Aí passou o tempo, e esse fazendeiro ganhou a causa. Aí ele falou com o advogado:
- Não foi bom mandar os perus?
- Mas mandou os perus? Não disse para você não mandar?
- Ah, mas mandei no nome do outro!"
Para cada opinião, contexto ou brincadeira, a escritora Ruth Rocha lembra um causo, real ou fictício. Dos tempos de menina, vividos no bairro paulistano da Vila Mariana, e dos que criou adulta, impressos ou inéditos "que ainda estão voando por aí", como ela mesma diz.
Ficção virou atividade muito natural a essa senhora de 77 anos, fala mansa e traços fortes. A escrita direta e oralizada em 140 livros (muitos traduzidos para mais de 25 idiomas) faz crer que Ruth encontrou seu caminho até a mente infantil.
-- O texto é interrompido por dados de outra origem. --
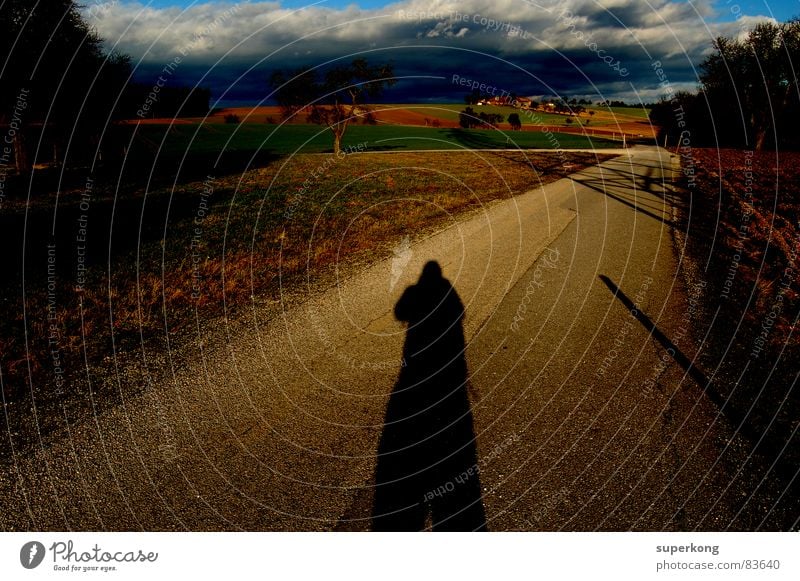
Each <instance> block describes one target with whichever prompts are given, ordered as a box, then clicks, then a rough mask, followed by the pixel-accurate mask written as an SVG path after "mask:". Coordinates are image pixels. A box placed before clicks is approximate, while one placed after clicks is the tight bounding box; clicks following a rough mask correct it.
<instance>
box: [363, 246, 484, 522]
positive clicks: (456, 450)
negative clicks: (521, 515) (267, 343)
mask: <svg viewBox="0 0 800 581" xmlns="http://www.w3.org/2000/svg"><path fill="white" fill-rule="evenodd" d="M395 316H396V317H397V319H398V320H400V321H404V322H407V323H408V330H407V331H406V339H405V345H404V347H403V360H404V362H405V365H404V366H403V367H402V368H401V370H400V375H399V377H398V380H397V383H396V384H395V387H394V389H393V391H392V393H391V395H390V397H389V403H388V406H387V409H386V420H385V425H384V429H383V434H382V436H381V441H380V444H379V447H378V465H377V468H376V471H375V481H376V488H375V501H374V505H373V512H372V523H373V530H376V531H420V530H424V529H425V528H426V520H427V518H428V517H430V521H431V524H432V528H433V530H435V531H477V530H486V515H485V512H484V508H483V502H482V499H481V488H480V481H479V476H478V466H477V452H476V447H475V434H474V431H473V427H472V412H471V410H470V404H469V398H468V394H467V363H466V359H465V357H464V347H465V343H464V330H463V326H462V320H463V318H464V306H463V304H462V303H461V299H460V298H459V296H458V294H457V293H456V291H455V289H454V288H453V287H452V285H451V284H450V282H449V281H448V280H447V279H445V278H443V277H442V271H441V268H440V266H439V264H438V263H437V262H433V261H431V262H428V263H427V264H426V265H425V267H424V268H423V270H422V274H421V275H420V278H419V280H418V281H417V284H415V285H412V286H410V287H408V288H407V289H406V290H405V292H404V293H403V296H402V297H401V298H400V300H399V301H398V302H397V304H396V305H395Z"/></svg>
Só Marcelo, Marmelo, Martelo (1976) vendeu mais de 1 milhão de exemplares. A história do menino que inventava nome para as coisas foi inspirada na filha Mariana (hoje, com 46 anos), que, criança, perguntava coisas do tipo "por que a barriga da perna não tem umbigo?"
Formada em Sociologia e Política, Ruth conquistou parte de seu repertório nos 15 anos em que atuou como orientadora educacional, no colégio Rio Branco, em São Paulo. Depois de escrever artigos sobre educação, passou a colaborar com histórias para a então recente revista Recreio, em 1969. Foi aí que a escritora começou a destruir a máxima que ouvia desde pequena, a de que "criança era para ser vista, não para ser ouvida".
Recém-eleita para a Academia Paulista de Letras e em via de lançar mais um título, Solta o Sabiá (Companhia das Letrinhas), diz esperar por uma nova literatura infantil. Uma que dê um passo além do de sua "geração de 70". Ainda não teria surgido algo diverso da proposta de ser contra os "bons costumes", com visão do homem e de sua relação com o mundo menos careta e mais humanista, num estilo coloquial, sem rodeios ou moralismos disfarçados em lição de moral. O principal, diz Ruth Rocha, é conhecer a criança. O que nem sempre se vê nos livros infantis. Ser atual não é ser novo. "E sempre espero o novo."
Língua Portuguesa - Como em Marcelo, Marmelo, Martelo, a senhora criava palavras quando criança?
Ruth Rocha - Na minha família, a gente brincava muito com palavras. Meu pai dava corda. Sempre contava as histórias do [poeta] Emílio de Menezes, um trocadilhista. Uma atriz sentava na frente dele no teatro, aí o Emilio levantava e apontava as cadeiras vazias: "Atrás há três, atriz atroz!" Mas era meu avô [Francisco Sabino Coelho de Sampaio] o contador de histórias da família. Analisando hoje, sei que ele contava Andersen, Perrault, Grimm, As Mil e Uma Noites, histórias folclóricas. Essa fabulação toda ficou em mim. Ele era primo de 2º ou 3º grau do Castro Alves, e declamava a obra inteira dele. Meu pai, minha mãe e avó gostavam de cantar versos. Era uma família muito faladeira. Todo mundo diz que meu estilo é oral. Deve ser por ter ouvido muita história.
Sua narrativa é econômica, simples e direta. Como é o seu método de produção e lapidação narrativa?
Minhas histórias ficam na cabeça um bom tempo. Tenho o começo, o personagem engraçado, mas isso ainda não rende história. Penso mais uma parte, um nome engraçado talvez, até que ela se forma. Até aí fico só pensando na história, sem método. Tenho mil histórias voando por aí que quero escrever. Mas estão incompletas. Falta um gancho, um elemento para fechar melhor. Quando percebo que está inteira, escrevo de uma vez só. Em geral, tenho a história quando tenho o fim. Há escritores que entram num livro sem saber o que vai acontecer. Nunca entro sem saber. Posso mudar no meio, mas aí já tenho um outro fim.
Ao escrever evita alguma palavra ou tempo verbal?
Não. Às vezes, implico com algumas palavras. Mas não por princípio. Não gosto de pronome proclítico, mas tem hora que não dá para evitar. Aí eu uso. Quando a personagem é criança, não coloco.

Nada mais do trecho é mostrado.